Transcribo a continuación un artículo de Cergio Prudencio
titulado Poética del Teleférico, publicado la anterior semana en un periódico
local y que por su calidad, me gustó mucho:
La Paz es una ciudad para mirar, seductora por donde se la
mire. A lo lejos, de arriba o de abajo, entre la niebla, de noche, al amanecer,
en sol de invierno, en tormenta, al abrazo de la cordillera, y hasta en
ausencia. La miramos.
Ciudad de miradores establecidos por la geografía y –sobre
todo- por la persistencia humana de contemplar sus profundidades, sus alturas,
sus insinuaciones, sus luces, su violencia, sus enigmas y significados. Subimos
a los cerros, buscamos una cima, seguimos curso aguas abajo, para mirar y mirar
la ciudad engendrada en el seno insólito de su matriz telúrica.
Por eso la arquitectura de La Paz se yergue siempre sobre
dos anhelos: el rayo solar y la vista. Calor y contemplación, necesidades
irrenunciables para el habitante de estos laberintos entretejidos. Lo mismo la
ventanita tímida de la ladera que los ventanales ostentosos de la urbanización
se han abierto por el apremio de mirar, ya sea la ladera opuesta, el nevado
tutelar o el bosquecillo, el tránsito irrefrenable o la salida de la luna.

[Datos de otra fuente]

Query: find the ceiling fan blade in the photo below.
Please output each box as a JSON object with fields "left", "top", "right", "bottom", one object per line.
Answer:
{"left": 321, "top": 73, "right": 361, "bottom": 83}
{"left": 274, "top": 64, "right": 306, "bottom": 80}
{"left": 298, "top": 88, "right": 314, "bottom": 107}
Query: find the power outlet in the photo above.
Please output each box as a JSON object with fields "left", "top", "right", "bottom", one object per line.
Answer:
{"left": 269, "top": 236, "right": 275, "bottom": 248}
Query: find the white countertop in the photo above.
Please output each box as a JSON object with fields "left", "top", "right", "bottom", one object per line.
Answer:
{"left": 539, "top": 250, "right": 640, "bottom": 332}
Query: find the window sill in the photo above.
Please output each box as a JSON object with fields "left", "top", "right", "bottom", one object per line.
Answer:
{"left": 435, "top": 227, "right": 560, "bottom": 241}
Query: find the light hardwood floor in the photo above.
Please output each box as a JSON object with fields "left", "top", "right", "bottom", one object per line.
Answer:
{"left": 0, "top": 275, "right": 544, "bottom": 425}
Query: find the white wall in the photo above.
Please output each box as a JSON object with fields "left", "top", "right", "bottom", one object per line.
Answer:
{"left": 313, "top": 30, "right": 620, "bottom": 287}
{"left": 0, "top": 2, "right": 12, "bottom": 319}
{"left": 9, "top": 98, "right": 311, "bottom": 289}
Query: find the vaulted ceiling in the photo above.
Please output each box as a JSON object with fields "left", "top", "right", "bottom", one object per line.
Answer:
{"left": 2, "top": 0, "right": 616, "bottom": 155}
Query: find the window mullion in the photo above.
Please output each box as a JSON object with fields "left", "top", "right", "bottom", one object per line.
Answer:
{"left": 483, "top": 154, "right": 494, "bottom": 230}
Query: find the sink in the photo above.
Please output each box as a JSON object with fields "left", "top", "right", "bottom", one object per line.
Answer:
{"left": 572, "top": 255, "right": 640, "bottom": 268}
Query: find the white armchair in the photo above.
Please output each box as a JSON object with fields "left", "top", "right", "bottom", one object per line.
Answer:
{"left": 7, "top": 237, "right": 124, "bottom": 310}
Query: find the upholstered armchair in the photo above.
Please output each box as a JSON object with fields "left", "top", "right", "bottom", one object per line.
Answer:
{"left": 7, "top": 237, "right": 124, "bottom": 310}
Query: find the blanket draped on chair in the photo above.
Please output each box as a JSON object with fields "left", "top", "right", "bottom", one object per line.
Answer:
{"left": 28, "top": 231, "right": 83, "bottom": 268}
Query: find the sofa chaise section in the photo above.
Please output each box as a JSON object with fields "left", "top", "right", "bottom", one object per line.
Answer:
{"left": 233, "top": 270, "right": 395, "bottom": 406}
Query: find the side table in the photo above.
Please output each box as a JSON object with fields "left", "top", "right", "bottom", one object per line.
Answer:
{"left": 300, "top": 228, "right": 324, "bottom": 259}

Imágenes en imágenes, inagotables en las mutaciones del tiempo, desde el minuto
hasta los siglos.
El arte no se ha cansado de mirar la ciudad, de atraparla
en sus gestos más intrínsecos y en sus emociones más subjetivas. Poetas y
errantes de la palabra, del color y del sonido, deslumbrados por alucinadas
escenas han militado el sueño de redescubrir la ciudad desde renovadas
perspectivas. Siempre me pregunté desde qué ángulo impensable pudo haber mirado
Arturo Borda su Illimani más famoso para pintarlo con certidumbre fotográfica..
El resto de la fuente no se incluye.